Healthy, inexpensive, mouth-watering dishes often seem to be unreachable treasures these days as food prices soar. Certainly, finding a nice, affordable place for lunch has been quite a headache for me.

However, I recently discovered a food stall in Choi Hung Road Market and Cooked Food Centre, which has cured my headache! It offers a buffet at an incredibly low price of HK$20.

The words on the paper board at the stall, saying "$20 buffet lunch, please do not waste food", immediately caught my eye, as I arrived there around lunch time.

Then came warm greetings from the food stall owners, Miss Chow and Miss Wong. On display in front of me were more than 10 kinds of different home-made dishes, including fried vegetables, steamed fish, scrambled eggs and sweet and sour pork. The buffet also offered rice, congee and soup.

Looking at the dishes, I wondered why anyone would sell food at such a low price, especially during a time of inflation.

"In 2003, we sold our buffet dishes for HK$10 to try to survive the tough competition from the many other food stalls here," says Chow, recalling the difficult economic climate of past years. "The money we've been earning is just enough for us to continue our business."

The food stall started catering to mostly factory workers, the elderly, the unemployed and the homeless in the 1980s. Today it caters to customers from all walks of life - and many of them are long-term regulars.

Chow and Wong, along with another worker, are responsible for everything at the food stall - including cooking, washing dishes and the cleaning of tables. "It has been really hard work, but we've got through all the difficulties; we wanted to ensure the needy people coming here have a good meal at an affordable price,'' Chow says.
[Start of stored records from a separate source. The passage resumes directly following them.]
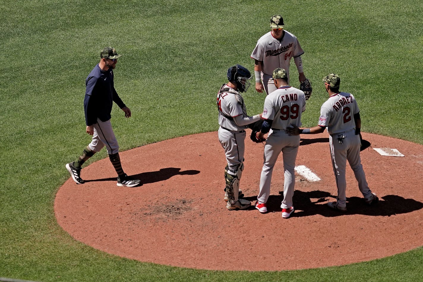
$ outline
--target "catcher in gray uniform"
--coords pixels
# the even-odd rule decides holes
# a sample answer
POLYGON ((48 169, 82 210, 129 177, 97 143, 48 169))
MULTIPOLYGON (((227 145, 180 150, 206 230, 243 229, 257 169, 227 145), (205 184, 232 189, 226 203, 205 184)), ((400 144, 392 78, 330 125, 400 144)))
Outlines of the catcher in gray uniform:
POLYGON ((228 210, 243 210, 251 205, 241 199, 239 180, 244 170, 245 129, 249 124, 260 119, 261 114, 249 116, 240 92, 247 91, 251 77, 248 69, 239 65, 228 70, 229 82, 222 86, 217 92, 219 111, 219 141, 225 150, 228 165, 225 170, 225 199, 228 210))
POLYGON ((272 74, 277 68, 286 71, 288 83, 289 83, 289 64, 291 58, 298 70, 300 90, 304 92, 305 100, 311 95, 311 83, 304 75, 301 55, 304 51, 295 35, 283 29, 283 18, 280 15, 270 18, 272 30, 257 41, 251 57, 254 59, 255 90, 262 92, 263 89, 269 95, 276 90, 272 74))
I saw Chow and Wong chatting to several customers, who seem to have been eating there for a long time.

I felt my stomach rumble, so Chow gave me a plate and I began to fill it up with different foods.

As I was about to start eating, a Westerner sitting at a table nearby, who was also enjoying the buffet, caught my attention.

My curiosity got the better of my hunger, and I got up to talk to the man.

His name is Patrick and he is an English teacher working at an office nearby. He said he started coming to the hawker centre to eat about a year ago. Patrick said he came back time and again because of the stall's good, healthy food. "Unlike the fatty foods served in other restaurants, here I can eat lots of vegetables and so enjoy a lighter diet," he says. "I come here five times a week."

When I returned to my own table, I found someone had covered my plate with another plate, to help keep the food warm. I glanced at Chow, who did not say a word, but I knew she had performed this simple yet caring act.

As I started eating, I could taste something more than just the food - warmth and friendliness. This, I think, is why the food stall attracts customers, who come back again and again.